2020-09-28: My report card to my mother

On July 28, 2020, I defended my PhD dissertation --- Bootstrapping Web Archive Collections From Micro-Collections in Social Media --- a culmination of an 12-year journey that began when I arrived the US from Nigeria in 2007.
Alexander C. Nwala, PhD Thesis: Bootstrapping Web Archive Collections From Micro-Collections in Social Media
I remain grateful to God and many who made this possible beginning with my father Alexander E. Nwala, my mother, Comfort C. Nwala whose vision I have realized, and my supervisors, Dr. Michael Nelson and Dr.

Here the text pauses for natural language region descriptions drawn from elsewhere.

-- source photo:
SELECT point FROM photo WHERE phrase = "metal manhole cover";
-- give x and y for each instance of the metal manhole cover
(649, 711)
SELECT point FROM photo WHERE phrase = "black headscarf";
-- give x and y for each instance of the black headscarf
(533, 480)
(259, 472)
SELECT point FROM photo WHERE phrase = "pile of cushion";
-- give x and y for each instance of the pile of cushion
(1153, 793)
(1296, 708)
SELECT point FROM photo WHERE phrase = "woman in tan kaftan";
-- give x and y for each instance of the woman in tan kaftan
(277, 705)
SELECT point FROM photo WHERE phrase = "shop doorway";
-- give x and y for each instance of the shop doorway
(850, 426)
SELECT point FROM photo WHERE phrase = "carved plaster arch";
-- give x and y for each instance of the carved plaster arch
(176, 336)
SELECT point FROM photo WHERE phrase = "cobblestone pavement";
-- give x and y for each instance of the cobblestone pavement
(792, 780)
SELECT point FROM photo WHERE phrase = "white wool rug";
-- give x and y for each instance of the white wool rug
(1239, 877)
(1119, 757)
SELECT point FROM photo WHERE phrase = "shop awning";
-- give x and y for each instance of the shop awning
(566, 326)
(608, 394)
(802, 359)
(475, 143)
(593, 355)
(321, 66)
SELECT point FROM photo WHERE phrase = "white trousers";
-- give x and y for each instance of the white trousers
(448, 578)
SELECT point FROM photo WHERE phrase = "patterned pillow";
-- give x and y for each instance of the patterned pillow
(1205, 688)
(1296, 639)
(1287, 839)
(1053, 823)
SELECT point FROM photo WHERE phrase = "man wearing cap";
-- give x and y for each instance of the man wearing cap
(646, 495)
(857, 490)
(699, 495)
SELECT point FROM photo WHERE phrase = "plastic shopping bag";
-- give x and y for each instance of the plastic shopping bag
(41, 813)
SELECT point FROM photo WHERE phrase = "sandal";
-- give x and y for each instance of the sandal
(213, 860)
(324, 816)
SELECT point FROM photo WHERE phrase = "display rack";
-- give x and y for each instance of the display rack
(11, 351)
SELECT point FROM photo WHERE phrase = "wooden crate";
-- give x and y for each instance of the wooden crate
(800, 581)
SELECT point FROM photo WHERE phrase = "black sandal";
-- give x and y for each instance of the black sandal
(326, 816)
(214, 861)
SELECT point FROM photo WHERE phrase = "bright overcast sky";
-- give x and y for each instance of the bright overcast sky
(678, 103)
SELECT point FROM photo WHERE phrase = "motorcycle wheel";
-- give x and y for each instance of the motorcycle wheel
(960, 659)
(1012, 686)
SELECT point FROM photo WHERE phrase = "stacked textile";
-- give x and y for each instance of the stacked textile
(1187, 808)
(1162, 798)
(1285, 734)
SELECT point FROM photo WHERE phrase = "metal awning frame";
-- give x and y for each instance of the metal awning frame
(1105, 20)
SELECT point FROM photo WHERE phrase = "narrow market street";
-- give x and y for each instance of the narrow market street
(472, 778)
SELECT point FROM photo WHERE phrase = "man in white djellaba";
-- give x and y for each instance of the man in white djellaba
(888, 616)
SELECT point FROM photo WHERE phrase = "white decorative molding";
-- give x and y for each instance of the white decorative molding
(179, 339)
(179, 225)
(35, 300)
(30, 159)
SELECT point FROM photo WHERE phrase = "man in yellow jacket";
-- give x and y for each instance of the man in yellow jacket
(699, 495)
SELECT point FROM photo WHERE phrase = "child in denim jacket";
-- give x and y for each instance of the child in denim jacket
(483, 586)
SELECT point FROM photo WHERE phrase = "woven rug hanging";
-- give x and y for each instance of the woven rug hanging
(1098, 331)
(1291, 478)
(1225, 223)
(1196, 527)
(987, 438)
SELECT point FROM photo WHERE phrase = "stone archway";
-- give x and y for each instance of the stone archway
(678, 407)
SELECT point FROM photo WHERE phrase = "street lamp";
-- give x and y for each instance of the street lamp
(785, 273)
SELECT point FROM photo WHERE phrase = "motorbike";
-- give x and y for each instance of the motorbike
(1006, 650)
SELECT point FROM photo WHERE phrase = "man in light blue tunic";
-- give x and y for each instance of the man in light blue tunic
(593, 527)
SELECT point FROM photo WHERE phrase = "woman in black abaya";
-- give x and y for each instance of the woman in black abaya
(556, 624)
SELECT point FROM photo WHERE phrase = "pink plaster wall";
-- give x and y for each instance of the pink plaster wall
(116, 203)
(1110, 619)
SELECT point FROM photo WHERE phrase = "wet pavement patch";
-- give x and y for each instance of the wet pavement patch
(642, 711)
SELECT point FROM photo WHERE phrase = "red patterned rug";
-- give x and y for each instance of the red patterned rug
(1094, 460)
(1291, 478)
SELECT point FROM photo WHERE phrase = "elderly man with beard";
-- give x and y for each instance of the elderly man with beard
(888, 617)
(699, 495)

Michele Weigle for guiding me through every paved and dirt road along my journey. I am very excited to join the Observatory on Social Media (OSoMe) and Networks & agents Network (NaN) research group at Indiana University as a post-doc, under the supervision of Dr. Filippo Menczer. My research would focus on (mis/dis)information diffusion and the detection and countering of online manipulation.

Summarizing the trajectory of my PhD research over the past six years is not an easy task. This blog post is an attempt. 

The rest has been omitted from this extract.